Assuming without deciding that the complaint charged "active wrongdoing" within the intendment of the law, we are constrained to hold that the evidence afforded no rational basis for a finding of such misconduct; and there was therefore no factual issue for resolution by the jury. It was incumbent upon the plaintiff to introduce evidence reasonably tending to prove the basic proposition sought to be maintained, i.e., that the highway was sprinkled with water when the temperature was at the freezing point. It is the general rule, grounded in elementary principles of pleading and practice, that a recovery must besecundum allegata et probata. Jordan v. Reed, 77 N.J.L. 584; Westville Land Co. v. Handle, 112 Id. 447. There was here no mutual trial departure from the theory of the complaint that makes the general rule inapplicable. *Page 201

The testimony of Mrs. Sivak that, at the time of the mishap, the road surface was "wet," tended to negative the hypothesis of the complaint that the sprinkling was done when the temperature was below the freezing level. So, also, the contradictory testimony of the pedestrian that the roadway was "dry," and entirely free of ice except in the comparatively few "hollow spots" adverted to, served to refute this basic theory. But it may be conceded that this evidence is inconclusive. The thermometric readings disclosed that, while the temperature remained below the freezing point during the twenty-four hours ending at five o'clock on November 16th, there was a rising temperature thereafter, which reached a maximum of thirty-five degrees at midday on the 17th and did not drop below thirty-one degrees during the ensuing twenty-four hours. In these circumstances, the conclusion is irresistible that, at the time of the alleged sprinkling of the highway, the temperature was above the freezing point. Evidence of a midday temperature of thirty-five degrees and a drop to thirty-two degrees at five o'clock in the afternoon, followed by a drop of only one degree during the succeeding twenty-four hours, is manifestly insufficient to sustain a finding that the sprinkling had been done in a freezing atmosphere; and there was no other evidence tending to establish the claimed hypothesis.
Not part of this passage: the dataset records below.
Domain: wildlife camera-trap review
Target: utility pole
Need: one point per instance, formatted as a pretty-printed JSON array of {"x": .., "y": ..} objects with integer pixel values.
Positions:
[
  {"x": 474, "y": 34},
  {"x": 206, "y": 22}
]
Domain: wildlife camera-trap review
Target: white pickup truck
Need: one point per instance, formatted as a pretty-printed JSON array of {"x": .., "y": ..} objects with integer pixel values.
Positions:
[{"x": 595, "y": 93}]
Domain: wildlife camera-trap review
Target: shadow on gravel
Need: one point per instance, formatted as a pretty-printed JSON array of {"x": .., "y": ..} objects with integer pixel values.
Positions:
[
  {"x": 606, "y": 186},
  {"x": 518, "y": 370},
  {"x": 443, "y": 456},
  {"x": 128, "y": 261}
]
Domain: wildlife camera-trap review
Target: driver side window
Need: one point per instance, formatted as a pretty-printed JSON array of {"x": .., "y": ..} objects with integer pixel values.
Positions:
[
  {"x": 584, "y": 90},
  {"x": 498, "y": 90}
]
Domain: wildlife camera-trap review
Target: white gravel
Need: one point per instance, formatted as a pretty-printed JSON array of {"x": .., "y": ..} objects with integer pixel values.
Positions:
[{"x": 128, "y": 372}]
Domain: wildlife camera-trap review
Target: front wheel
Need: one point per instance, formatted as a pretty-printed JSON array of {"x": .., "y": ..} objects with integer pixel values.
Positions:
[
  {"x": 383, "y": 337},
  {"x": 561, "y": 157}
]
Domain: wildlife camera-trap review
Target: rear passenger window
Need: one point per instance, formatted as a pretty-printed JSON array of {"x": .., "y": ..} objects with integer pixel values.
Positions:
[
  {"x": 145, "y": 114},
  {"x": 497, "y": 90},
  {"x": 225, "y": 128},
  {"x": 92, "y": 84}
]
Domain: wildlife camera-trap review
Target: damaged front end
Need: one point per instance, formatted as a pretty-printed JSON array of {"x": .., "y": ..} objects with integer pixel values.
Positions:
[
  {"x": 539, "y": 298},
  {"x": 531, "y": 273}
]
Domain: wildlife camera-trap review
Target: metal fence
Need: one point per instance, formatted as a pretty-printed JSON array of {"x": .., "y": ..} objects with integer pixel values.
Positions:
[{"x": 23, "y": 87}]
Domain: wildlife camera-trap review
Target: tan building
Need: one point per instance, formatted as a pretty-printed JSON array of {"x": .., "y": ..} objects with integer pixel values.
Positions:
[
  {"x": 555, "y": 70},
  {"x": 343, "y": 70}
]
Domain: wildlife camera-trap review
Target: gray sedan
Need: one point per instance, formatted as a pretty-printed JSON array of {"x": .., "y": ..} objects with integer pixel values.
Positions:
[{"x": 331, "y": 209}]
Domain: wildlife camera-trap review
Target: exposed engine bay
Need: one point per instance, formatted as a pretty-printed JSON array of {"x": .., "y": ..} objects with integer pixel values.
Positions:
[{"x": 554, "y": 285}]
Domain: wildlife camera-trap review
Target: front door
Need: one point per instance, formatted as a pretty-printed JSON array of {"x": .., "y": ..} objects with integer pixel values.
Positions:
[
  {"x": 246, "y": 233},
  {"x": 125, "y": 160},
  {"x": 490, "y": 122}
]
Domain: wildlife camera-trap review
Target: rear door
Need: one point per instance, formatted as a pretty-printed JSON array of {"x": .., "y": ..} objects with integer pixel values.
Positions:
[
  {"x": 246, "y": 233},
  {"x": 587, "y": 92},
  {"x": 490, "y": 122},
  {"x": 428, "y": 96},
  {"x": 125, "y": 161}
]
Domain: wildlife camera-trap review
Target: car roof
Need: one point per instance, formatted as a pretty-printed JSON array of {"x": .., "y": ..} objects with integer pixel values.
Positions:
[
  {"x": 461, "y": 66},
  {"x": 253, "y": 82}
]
Thus the proofs afforded no reasonable basis for the inference that the sprinkling of the highway surface was the proximate cause of the fall. A finding that the affirmed wrongful act was the causative agent of the injury plainly would run counter to reason. Fair and reasonable men could not conceivably come to that conclusion; and therefore the trial judge did not, in so viewing the question as one of law, invade the province of the jury.

Judgment affirmed.

For affirmance — THE CHANCELLOR, CHIEF JUSTICE, TRENCHARD, PARKER, CASE, BODINE, DONGES, HEHER, PERSKIE, PORTER, HETFIELD, DEAR, WELLS, WOLFSKEIL, RAFFERTY, WALKER, JJ. 16.